The benefit of this is the simplicity and the Principle of Least Surprise. There’s no gimmick, these are all are real and normal files. 100% guaranteed compatibility with any and everything.

The downside is the initialization cost when setting up on a new system. Like rsync, the first time requires a full sync. This also uses up disk space.

Lazy Loaded

Many cloud storage solutions use lazy-load solution: the files are fetched upon first access. This reduces unnecessary network load onto them, while also benefitting the client similarly.

Google Drive for Desktop refers to this as “streaming”. It probably makes more sense to the layman, akin to “on-demand”. To a tech person, this is misleading: it’s not streaming, like a streaming a large file or whatever.

The manifest is provided that provides information on what files exist and the metadata. When a specific file is requested, a fetch is made for the contents and cached.

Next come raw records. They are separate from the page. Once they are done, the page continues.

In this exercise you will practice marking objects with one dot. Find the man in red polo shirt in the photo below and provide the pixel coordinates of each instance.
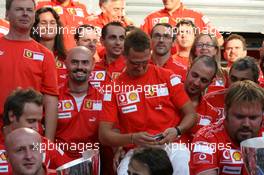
(24, 108)
(4, 27)
(216, 147)
(200, 75)
(173, 12)
(72, 14)
(30, 65)
(242, 69)
(146, 100)
(21, 154)
(79, 106)
(112, 10)
(185, 32)
(161, 42)
(112, 62)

This is good because commonly used files will behave like regular files, with low latency.

You can make files as “available offline” if you need it to work independent of network connectivity. This results in downloading the file. In event of a network disruption, you will have fully cached the file beforehand. Change made during this time will be queued up for synchronization later on.

Files you have previously accessed are available offline. However, understand that it’s subject to cache eviction at any time and it would suck if that’s when you lose network connectivity. Please mark them as offline, even if they already available through the cache, to signal the proper intent.

Virtual Drive

I wasn’t curious enough to look up how these systems work. But I imagine it’s as straightforward as intercepting syscalls for files.

The manifest is downloaded and shows which files are available, locations, and metadata. The data itself is not, which is where the network and storage savings are. When opening a file for reading, the sys call is intercepted and this is where either data is retrieved from the cache or remotely fetched. If there is no network connectivity, this step can block or timeout.

This seems like implementing a “virtual drive”.